On a completely different note...Where is the line between freedom in Christ within the bounds of His moral law, and living God's ideal? When making decisions in life, should our inquiry as Christians end at the moral law? Or should we seek a higher standard? What is that standard? Who determines it? How is it discovered? Questions to ponder...

A good article on the subject: Recovering the Art of Christian Prudence

Sunday, April 27, 2003

Last night I went to an CAP event with my family which featured Craig and Janet Parshall. Mrs. Parshall gave an inspiring speech about impacting culture by speaking the truth in love. It was very good. Mr. Parshall, who I found out is a Christian lawyer, spoke about the crisis in the Middle East. It was very interesting to hear about the history of the conflict between Israel and Palestine and the rumors circling about Bush's plan for a Palestinian state which is expected to be revealed very soon. Parshall, an obvious dispensationalist, was concerned about the U. S. State department's lack of support for Israel. Though it would be easy for me to dismiss his statements because he obviously believed that it was all a fulfillment of Biblical prophecy and that the Rapture was near, I agree with supporting of Israel as a representative government of freedom among all the Islamic dictatorships in that region. Clearly, the Jewish worldview is superior to Islam when it comes to culture and politics. However, I do not believe that physical Israel has a God-given right to the land, because the land promises were fulfilled way back in the book of Joshua (21:43-45). And physical Israel has no real future in Biblical prophecy, because God rejected the nation forever in 70 AD.

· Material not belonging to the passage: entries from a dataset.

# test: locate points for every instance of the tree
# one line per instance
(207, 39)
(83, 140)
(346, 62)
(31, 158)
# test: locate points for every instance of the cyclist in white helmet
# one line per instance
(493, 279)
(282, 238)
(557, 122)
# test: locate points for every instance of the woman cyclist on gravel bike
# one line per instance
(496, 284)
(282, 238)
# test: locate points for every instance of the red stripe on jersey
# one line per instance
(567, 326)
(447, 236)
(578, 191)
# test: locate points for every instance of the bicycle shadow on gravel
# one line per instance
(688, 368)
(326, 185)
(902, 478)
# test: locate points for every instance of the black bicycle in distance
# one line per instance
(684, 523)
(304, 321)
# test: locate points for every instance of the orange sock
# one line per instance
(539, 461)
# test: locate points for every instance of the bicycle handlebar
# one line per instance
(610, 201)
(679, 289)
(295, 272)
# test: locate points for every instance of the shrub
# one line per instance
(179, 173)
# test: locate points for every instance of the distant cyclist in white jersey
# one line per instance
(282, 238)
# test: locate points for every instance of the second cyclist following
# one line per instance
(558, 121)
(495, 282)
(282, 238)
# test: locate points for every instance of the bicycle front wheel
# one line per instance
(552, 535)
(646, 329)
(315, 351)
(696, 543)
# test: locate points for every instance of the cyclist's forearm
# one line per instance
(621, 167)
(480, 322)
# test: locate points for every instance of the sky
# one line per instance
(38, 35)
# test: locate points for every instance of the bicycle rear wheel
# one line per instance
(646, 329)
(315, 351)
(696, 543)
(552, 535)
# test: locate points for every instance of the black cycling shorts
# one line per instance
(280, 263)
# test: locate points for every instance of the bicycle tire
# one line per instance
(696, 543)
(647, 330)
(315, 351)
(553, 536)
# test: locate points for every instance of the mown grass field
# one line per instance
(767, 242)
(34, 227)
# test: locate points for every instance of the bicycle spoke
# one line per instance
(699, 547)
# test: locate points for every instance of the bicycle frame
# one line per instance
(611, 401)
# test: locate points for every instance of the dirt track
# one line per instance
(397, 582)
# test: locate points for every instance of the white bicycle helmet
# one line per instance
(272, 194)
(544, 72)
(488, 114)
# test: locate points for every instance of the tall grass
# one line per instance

My question regarding the Middle East crisis is: What is the best way to establish freedom in the Arab states, like Iraq, where the people are used to bondage? Will the people of Iraq really elect representatives that will uphold freedom of religion, speech, and press when given the chance? Somehow I doubt it. I guess I'll have to trust this nation's leadership for now. Admittedly, I have a lot to learn when it comes to foreign policy.

Paul Shippy

Thursday, April 24, 2003

I found out yesterday that my brother Christopher's wife Heather is expecting their fourth girl! So I will have six nieces and one nephew. Wow. - Paul

Wednesday, April 23, 2003

In view of the love of God and joy of worshipping Him, I am amazed at the presence of sin in my life. How is it that I seek pleasure in earthly things when the only true pleasure is found in Him? Why do I spurn His grace and abuse the freedom He has given me? Oh, the depth of my depravity...

Father, convict me to the point of sorrow over my sin. Thank you for conquering sin through the death of Your Son. Give me the grace to daily reorient my thoughts and actions towards what is best. Help me to repent. Humble me and make me a servant.

Thanks be to God for His great and abiding mercy! By His grace I can have real life, an adventurous life of transformation.

Monday, April 21, 2003

My Easter weekend was relaxing and enjoyable. Saturday afternoon and evening, we had all of the family over for games, hunting for eggs, and watching the Suns WIN! Sunday morning was church, of course. The music was very good because the choir was so huge (90 people or so). The message on the other hand...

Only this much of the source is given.